Tocaron a mi puerta, abrí y me quedé estupefacta. Una deslumbrante mulata, altísima (me sacaba más de un palmo) de colosal cuerpazo, acompañada de un español más bajito que ella y con algo raro en los ojos. No era bizco, parecía que cada ojo miraba hacia un lado. Por lo demás, no tenía mala pinta, pero se notaba que en su país no le resultaba fácil ligar con mujeres interesantes y menos con ejemplar semejante.
Luis, así se presentó, en Mataró era vecino de mis amigos. Se habían casado con Bárbara el día anterior, después de una semana en Cuba. La conoció en las vacaciones del año pasado y ya traía los papeles listos.
Estaba molesto, cabreado. Todo le salía carísimo. Le habían robado la mayor parte de lo que compró para la fiesta de la boda. Lo estaban desplumando. Si no se iba pronto, acabarían con él. De paladar2 en paladar, invitando a toda la familia y amistades, de shopping3 en shopping, comprando todo lo que le pedían, lo dejaron listo de papeles y valga la redundancia, en solo unos días.

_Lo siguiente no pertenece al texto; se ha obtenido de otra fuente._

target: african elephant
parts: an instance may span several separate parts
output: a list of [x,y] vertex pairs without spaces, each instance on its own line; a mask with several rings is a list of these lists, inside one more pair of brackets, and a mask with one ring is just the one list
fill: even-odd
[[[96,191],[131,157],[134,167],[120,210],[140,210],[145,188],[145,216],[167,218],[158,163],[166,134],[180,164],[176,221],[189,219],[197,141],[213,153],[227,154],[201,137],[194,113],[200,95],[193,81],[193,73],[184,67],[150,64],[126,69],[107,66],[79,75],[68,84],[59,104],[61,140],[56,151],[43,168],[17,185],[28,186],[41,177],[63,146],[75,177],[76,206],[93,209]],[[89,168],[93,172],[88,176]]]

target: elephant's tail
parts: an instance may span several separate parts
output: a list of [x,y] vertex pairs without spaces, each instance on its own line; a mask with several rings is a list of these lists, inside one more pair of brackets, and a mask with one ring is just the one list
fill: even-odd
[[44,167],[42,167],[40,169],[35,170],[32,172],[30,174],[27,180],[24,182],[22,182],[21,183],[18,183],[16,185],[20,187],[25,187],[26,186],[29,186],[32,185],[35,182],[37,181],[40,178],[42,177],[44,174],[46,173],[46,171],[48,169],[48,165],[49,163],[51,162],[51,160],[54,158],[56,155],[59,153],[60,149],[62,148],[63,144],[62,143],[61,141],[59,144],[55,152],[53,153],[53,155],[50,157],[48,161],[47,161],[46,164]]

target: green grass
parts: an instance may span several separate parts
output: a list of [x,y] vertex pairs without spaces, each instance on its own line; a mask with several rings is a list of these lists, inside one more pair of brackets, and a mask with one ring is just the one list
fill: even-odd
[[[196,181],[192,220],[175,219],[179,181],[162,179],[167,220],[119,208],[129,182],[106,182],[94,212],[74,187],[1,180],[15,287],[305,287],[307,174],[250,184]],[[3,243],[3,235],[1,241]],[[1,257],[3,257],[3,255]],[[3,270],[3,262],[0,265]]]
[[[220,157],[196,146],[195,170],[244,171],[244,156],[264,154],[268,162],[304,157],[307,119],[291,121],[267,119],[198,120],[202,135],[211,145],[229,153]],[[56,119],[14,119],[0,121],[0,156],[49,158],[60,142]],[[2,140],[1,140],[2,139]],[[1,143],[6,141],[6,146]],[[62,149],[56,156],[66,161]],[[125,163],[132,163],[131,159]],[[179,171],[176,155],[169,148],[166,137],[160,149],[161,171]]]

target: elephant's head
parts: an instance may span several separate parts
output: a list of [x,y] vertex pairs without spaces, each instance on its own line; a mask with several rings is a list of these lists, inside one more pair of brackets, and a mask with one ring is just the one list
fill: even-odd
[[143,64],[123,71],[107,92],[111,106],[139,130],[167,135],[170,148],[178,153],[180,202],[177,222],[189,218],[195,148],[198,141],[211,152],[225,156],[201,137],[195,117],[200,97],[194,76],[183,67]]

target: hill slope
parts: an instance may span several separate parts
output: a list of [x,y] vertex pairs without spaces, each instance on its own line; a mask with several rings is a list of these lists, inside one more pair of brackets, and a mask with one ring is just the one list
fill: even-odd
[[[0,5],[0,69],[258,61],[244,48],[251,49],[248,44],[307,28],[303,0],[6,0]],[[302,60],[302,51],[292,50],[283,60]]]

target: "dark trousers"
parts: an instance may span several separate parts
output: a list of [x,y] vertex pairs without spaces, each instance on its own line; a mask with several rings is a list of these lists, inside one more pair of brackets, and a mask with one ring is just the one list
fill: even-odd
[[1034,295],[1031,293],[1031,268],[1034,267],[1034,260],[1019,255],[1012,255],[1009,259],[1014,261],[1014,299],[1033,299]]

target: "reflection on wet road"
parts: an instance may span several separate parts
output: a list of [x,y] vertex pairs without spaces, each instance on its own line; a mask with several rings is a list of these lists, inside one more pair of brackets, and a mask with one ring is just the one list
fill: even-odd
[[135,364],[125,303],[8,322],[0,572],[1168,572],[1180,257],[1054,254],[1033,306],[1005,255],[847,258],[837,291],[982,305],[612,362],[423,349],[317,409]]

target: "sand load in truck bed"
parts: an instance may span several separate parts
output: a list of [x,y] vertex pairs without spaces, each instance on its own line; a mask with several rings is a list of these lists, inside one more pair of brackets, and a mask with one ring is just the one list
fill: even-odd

Loco por volver a España, no entendía que yo pasase aquí meses. «Tengo buenas amistades» le dije. Compro en los agros, voy mucho al cine, al teatro, conciertos. Todo eso es en moneda nacional, gasto los dólares imprescindibles. Vivo aquí más barato que en España, claro, con mi salario de allá. Incluso invito a mis amigos a las cervezas que ellos no pueden comprar. Visito sus casas, como en ellas a menudo (invitan ellos) y tomamos chispa’etren4 (especie de ron matarratas fabricado en la calle).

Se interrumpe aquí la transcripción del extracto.